El juego permite el verdadero encuentro educativo.
El juego difunde la alegría

Cuando le propusimos pintar un mural, la mayoría de alumnos y alumnas eligieron el tema del juego. Sus fundamentaciones fueron variadas: "Me siento feliz", "A través del juego puedo aprender", "Conozco verdaderamente a mis compañeros", "los niños tenemos derecho a jugar", "En el patio soy feliz"...
Podemos afirmar que mediante el juego el niño desarrolla sus inteligenicias, su motricidad y desarrolla su yo personal y social. El juego tiene un gran poder socializante pues ayuda al niño a salir de sí mismo, a respetar las reglas que hacen posible una conviviencia pacífica, a compartir y a cuidar su entorno, a ser feliz.

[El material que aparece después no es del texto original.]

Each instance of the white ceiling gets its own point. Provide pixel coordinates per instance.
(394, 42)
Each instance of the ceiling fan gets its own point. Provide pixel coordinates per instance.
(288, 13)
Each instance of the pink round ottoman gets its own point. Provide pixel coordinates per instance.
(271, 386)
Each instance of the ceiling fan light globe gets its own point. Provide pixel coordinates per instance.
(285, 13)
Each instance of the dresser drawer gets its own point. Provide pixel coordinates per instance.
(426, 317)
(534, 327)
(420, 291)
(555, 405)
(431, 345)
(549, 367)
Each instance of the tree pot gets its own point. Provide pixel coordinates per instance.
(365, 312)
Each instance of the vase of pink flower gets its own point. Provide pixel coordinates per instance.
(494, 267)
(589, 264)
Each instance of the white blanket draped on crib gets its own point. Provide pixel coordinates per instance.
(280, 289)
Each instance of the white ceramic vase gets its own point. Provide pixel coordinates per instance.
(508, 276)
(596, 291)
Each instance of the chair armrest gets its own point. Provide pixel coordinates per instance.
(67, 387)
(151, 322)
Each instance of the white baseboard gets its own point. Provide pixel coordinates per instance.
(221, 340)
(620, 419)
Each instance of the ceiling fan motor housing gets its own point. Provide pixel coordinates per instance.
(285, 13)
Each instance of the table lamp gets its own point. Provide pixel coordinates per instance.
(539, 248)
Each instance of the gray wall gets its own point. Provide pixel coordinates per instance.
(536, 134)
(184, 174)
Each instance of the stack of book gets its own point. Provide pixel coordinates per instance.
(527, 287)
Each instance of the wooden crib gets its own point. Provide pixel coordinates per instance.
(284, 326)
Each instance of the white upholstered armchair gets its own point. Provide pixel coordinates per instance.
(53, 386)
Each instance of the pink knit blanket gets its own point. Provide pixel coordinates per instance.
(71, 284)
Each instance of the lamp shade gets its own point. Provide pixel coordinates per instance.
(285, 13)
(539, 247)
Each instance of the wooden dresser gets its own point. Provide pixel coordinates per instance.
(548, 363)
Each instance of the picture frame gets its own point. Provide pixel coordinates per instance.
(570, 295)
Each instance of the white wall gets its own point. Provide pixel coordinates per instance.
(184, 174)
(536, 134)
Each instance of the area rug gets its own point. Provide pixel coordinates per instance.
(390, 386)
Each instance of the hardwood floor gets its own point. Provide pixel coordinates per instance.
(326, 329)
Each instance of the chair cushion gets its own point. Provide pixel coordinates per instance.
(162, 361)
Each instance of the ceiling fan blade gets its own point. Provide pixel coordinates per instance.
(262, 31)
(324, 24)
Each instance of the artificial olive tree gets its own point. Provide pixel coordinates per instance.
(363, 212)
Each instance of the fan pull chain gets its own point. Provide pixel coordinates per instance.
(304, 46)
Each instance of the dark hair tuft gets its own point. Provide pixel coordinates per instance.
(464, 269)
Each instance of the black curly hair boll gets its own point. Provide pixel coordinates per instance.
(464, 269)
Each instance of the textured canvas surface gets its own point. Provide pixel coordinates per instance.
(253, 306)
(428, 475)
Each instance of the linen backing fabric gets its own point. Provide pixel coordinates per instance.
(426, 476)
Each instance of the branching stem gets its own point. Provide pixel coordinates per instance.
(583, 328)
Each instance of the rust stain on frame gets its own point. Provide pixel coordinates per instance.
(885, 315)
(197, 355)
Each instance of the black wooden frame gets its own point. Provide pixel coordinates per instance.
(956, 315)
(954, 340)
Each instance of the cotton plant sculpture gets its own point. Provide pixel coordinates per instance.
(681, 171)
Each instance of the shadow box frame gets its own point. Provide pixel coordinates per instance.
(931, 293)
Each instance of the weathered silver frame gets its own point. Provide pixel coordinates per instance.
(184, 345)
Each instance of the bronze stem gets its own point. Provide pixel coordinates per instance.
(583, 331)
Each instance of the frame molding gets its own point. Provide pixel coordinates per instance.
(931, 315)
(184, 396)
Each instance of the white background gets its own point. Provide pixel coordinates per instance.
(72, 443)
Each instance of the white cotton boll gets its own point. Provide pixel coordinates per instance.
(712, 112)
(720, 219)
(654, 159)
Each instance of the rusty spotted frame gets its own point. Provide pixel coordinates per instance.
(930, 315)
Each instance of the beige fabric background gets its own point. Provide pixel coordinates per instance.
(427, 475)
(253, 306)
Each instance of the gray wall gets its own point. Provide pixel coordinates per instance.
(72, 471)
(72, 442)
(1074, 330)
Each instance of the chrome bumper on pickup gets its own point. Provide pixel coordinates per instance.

Nadie puede dudar que la alegría es un rasgo de la espiritualidad salesiana. El mimsmo Don Bosco señaló como programa de vida a sus muchachos: "Alegría, estudio, piedad". En su experiencia de educador, captó que el juego además de ser una fuente de equilibrio desarrolla aspectos específicos de la formación integral del joven. Desde esta intuición hizo del patio un espacio de encuentro cercano y espontáneo, apto para las relaciones personales y de amistad; y por ello, un espacio significativo para el acompañamiento personal de los jóvenes".
Nuestos alumnos, en el día día, descubren que el juego sustenta una educación integral.